Hallo liebe Community,

ich hoffe hier Antworten zu meiner Frage zu finden:

Kann ich HD+ (RTL HD, Sat 1 HD etc...) über eine spezielle TV-Karte am HTPC legal empfangen?

Und falls dies schon einer macht, würde mich interessieren, ob ich die Sender auch einfach so aufnehmen kann.


> Empfangen tue ich über DVB-S <


Bin für jeden Tipp dankbar


----------



## mickythebeagle (24. März 2011)

*AW: HD+ über TV-Karte am HTPC*

1. HD+ geht nur mit ner DVB-S2 Karte
2. Brauchste immer eine SmardCard für HD+


----------



## Psytis (24. März 2011)

*AW: HD+ über TV-Karte am HTPC*

TV-Karte zb TerraTec Cinergy S2 HD CI, DVB-S2, PCI (10544) | Geizhals.at Österreich
CI-Modul eins von denen, keine Ahnung welche gut oder schlecht ist DVB-Receiver/Zubehör CAM/CI-Modul | Geizhals.at Österreich
und dann brauchst noch eine Karte von dem Sender/Programm das du empfangen willst.


----------



## fighter0190 (24. März 2011)

*AW: HD+ über TV-Karte am HTPC*

Meine jetztige TV-Karte ist die WinTV Nova HD-S2.

Kann ich an Diese auch eines der CI-Module anschließen?

@mickythebeagle: Jo, dass ich dafür die 50€ im Monat hinblättern muss, ist mir bewusst.


Edit: Eine Kombination aus dieser TV-Karte, CI-Interface und diesem CI-Modul müsste es doch funktionieren, oder?


----------



## Psytis (24. März 2011)

*AW: HD+ über TV-Karte am HTPC*

achso du hast schon eine TV karte, für die dürfte die Hauppauge WINTV CI-MODULE: Amazon.de: Computer & Zubehör wohl passend sein.

das von dir verlinkte CI-modul kostet ja soviel wie die Terratec + CI modul im set


----------



## fighter0190 (24. März 2011)

*AW: HD+ über TV-Karte am HTPC*

Warum kompliziert, wenn es auch einfach geht. Danke Psytis. 

Und in dieses von die angesprochene CI-Modul kann ich dann einfach die HD+ Karte reinstecken,
oder brauch es dazu noch etwas?

Mal so ´ne blöde Frage nebenbei: Ist es egal welche HD+ Karte ich nehme?


----------



## Dragonix (24. März 2011)

*AW: HD+ über TV-Karte am HTPC*

HD+ mit WinTV-CI und AlphaCrypt Light empfangen - MCE-Community.de etc etc, google lässt grüßen..
Und daran hat sich m.e. nichts geändert, lass mich aber gern eines besseren belehren.
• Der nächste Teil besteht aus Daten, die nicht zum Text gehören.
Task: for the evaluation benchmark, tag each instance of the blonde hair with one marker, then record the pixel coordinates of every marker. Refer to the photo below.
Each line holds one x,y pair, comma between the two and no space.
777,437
Also Finger weg von diesem HD"+" Schrott. Gibt idr eh blos hochskaliertes Zeug zu sehen, wenn schon PayTV dann doch bitte Sky.. Aber das hatten wir hier ja schon öfters..
Oder dreh die Schüssel/2LNB.. auf 28,2 bringt BBC die Formel 1 in HD (sofern sie dieses Jahr schon in HD "gedreht" wird ), ITV bringt meist ein Champions League Spiel in HD.. und ganz nebenbei lernt man noch Englisch..


----------



## Psytis (25. März 2011)

*AW: HD+ über TV-Karte am HTPC*

auf der hauppauge HP findest du unterstützte CAM Hauppauge Computer Works: WinTV-CI
aber da möchte ich noch auf den letzen satz auf der seite hinweisen
" Die WinTV v6 Anwendung unterstützt kein HD-TV"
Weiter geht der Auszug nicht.